Silence. Emptiness. The sound of her own trembling breaths. The hollow sensation of no longer being needed. Ever.
The rain of hearts and bunnies. The Sahara Desert, his long, lonely walk each night, watching over her. The lightning erupting from the ground up, white-hot and deadly. For you.
Anger, seething. The violence inside her, a dark cauldron. His hand as she pulled him into the lighthouse, so cold, so very, very cold. You and you alone. Live forever. I love you with every breath and I always will.
She clutched her head. She could not bear the upheaval. Peace, calm, tranquility—she needed something. If not, then at least a blessed numbness, a cessation of this vehement churn of emotions and memories.

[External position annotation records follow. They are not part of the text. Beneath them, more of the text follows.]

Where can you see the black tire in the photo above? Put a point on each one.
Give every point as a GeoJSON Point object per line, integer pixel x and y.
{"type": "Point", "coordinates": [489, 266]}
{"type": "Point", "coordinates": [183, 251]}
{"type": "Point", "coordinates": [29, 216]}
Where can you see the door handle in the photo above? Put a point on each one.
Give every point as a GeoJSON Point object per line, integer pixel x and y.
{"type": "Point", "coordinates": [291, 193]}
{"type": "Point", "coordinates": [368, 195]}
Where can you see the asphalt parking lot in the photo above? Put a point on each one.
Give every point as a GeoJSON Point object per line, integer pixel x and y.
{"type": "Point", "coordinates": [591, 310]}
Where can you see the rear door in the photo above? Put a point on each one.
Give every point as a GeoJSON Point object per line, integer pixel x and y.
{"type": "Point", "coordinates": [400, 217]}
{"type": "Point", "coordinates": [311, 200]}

The blankness she longed for came all of a sudden. But it was not peace, calm, or tranquility: her mind had seized onto something, forsaking all other thoughts in order to pull a phantom of an idea out of the chaos.
She sat up.
But what can possibly be worse than your being taken to the Bane’s crypt and sacrificed? Kashkari had demanded. And Master Haywood had gasped. She, naturally enough, had interpreted it to be a sound of dismay and distress.
What if she had been wrong?
“Iola!” Master Haywood set aside the Times and rose from his seat. “Are you feeling better?”

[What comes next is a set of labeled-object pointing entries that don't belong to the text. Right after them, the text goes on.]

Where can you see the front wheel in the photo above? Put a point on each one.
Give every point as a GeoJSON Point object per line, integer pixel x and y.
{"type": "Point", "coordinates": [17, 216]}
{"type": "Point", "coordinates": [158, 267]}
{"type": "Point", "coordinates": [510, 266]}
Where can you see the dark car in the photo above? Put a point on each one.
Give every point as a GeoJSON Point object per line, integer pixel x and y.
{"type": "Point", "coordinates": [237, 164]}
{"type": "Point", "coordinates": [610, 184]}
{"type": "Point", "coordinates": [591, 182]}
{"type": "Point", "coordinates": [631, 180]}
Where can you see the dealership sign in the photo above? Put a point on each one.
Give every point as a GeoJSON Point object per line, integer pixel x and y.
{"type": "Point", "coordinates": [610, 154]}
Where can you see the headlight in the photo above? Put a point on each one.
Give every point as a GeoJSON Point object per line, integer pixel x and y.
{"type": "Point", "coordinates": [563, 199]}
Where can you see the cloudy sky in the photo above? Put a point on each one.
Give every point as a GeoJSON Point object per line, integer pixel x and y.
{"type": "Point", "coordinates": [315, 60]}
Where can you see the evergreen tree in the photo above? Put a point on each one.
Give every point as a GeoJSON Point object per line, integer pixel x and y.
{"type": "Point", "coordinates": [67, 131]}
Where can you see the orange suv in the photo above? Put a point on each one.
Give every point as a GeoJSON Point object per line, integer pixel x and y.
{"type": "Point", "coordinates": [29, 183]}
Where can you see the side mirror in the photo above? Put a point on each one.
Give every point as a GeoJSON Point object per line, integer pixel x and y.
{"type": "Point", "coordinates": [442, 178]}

She had seldom felt worse.
At her silence, he fidgeted a little. Then he tapped the paper. “You will not believe what I just read: a funeral announcement for your friend, young Wintervale.”
That indeed wasn’t something she would have expected to find in a nonmage paper. Still she said nothing.

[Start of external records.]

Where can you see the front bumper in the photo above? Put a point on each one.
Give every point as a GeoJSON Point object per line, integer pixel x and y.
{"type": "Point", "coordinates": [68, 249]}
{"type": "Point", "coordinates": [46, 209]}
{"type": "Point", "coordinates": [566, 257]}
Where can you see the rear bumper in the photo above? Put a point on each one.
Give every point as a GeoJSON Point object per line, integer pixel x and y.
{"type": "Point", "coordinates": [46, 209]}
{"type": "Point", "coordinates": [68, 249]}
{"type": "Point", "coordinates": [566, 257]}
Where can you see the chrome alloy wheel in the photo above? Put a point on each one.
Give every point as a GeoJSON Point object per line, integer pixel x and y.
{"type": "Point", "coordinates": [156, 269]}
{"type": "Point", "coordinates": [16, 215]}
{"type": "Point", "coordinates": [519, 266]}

“Iola, are you all right?”
She wasn’t, but her mind was now working furiously. “Do you remember Professor Eventide?”
“Hippolyta Eventide? Of course.”
Professor Eventide had been an unforgettable personality, a big, loquacious woman with a head of bright-red hair, a wardrobe full of sequins and polka dots, and a mind as powerful as a blade wand. Her research specialty was the Dark Arts, which mage societies as a whole shunned. The in-depth understanding of the Dark Arts, however, was considered to be an unfortunate necessity, if only so that there were those who could recognize and help defend against such practices.
Most major centers of learning had a resident expert or two on the Dark Arts. It was Iolanthe’s understanding that they were usually awkward loners who eschewed the company of their fellow academics, even as the latter gave them the cold shoulder. Professor Eventide, by dint of her warmth and conviviality, was an exception. She was welcome everywhere and never lacked for invitations to social gatherings.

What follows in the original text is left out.